Noticiou a imprensa (*) que Antônio Francisco ou Antônio Inácio da Silva,
mais conhecido como Moreno, faleceu em Belo Horizonte, aos 6 de setembro
de 2010, contando 100 anos de idade. A notícia, ainda que lamentável, nada
teria de extraordinário, uma vez que relatava o passamento de um cidadão
longevo e desconhecido. O curioso, no entanto, é que Moreno foi um dos
mais destacados integrantes do bando de cangaceiros chefiado por Virgolino
Ferreira da Silva, o célebre Lampião. Quando correu a notícia da morte de
Lampião, na Grota do Angico, em 1938, segundo os historiadores, Moreno
desapareceu sem deixar rastros para lugar desconhecido e nunca mais se
teve notícia dele. Foi o que afirmou, entre outros, o pesquisador Hilário
Lucetti, em livro que tive o prazer de prefaciar.

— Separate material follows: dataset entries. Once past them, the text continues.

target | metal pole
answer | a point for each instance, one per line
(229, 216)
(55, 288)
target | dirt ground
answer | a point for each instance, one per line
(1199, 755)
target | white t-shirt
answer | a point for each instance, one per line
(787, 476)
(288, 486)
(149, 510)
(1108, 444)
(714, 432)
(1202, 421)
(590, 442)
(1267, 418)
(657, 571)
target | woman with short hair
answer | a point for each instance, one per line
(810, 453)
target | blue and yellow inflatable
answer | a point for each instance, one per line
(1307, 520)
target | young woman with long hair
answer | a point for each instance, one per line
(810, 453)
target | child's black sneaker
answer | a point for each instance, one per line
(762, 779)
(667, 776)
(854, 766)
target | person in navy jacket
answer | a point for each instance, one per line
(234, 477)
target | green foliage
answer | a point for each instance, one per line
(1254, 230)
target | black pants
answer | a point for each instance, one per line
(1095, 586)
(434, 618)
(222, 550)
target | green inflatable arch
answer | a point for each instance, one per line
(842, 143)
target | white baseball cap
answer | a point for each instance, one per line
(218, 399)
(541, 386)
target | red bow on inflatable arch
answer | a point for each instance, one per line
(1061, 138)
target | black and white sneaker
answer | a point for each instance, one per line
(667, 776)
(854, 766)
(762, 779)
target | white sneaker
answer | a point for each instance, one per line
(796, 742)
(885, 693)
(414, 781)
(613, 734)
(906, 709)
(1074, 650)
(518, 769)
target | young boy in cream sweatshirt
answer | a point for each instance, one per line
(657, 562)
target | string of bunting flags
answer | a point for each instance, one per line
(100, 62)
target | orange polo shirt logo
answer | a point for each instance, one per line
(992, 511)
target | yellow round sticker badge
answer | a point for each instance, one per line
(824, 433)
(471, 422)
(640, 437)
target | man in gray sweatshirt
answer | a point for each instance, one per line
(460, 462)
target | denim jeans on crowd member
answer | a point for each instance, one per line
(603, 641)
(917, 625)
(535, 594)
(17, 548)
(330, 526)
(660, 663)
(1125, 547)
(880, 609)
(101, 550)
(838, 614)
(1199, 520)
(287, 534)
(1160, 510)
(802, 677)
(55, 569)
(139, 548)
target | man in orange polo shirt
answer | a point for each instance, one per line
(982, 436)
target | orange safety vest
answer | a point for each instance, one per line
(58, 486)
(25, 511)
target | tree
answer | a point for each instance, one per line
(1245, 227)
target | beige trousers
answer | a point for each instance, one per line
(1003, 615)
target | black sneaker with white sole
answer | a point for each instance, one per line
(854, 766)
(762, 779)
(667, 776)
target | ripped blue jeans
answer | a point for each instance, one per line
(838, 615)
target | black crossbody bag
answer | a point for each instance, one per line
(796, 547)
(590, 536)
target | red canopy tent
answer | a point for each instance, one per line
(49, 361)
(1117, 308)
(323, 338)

Na verdade, porém, Moreno apanhou a mulher Durvalina (Durvinha) e se
evadiu para Minas Gerais, onde permaneceu até o fim. Deixaram para trás um
filho de poucos meses, que foi entregue a um padre que o criou, porque seu
choro poderia despertar a atenção das volantes policiais caso permanecesse
no bando. Ele, por precaução, adotou o nome de José Antônio Souto, e ela
de Jovina Maria. Suas atividades cangaceiras foram guardadas a sete
chaves, escondidas até mesmo dos cinco filhos que tiveram depois. Para
sobreviver, exerceu atividades como agricultor, carvoeiro e comerciante.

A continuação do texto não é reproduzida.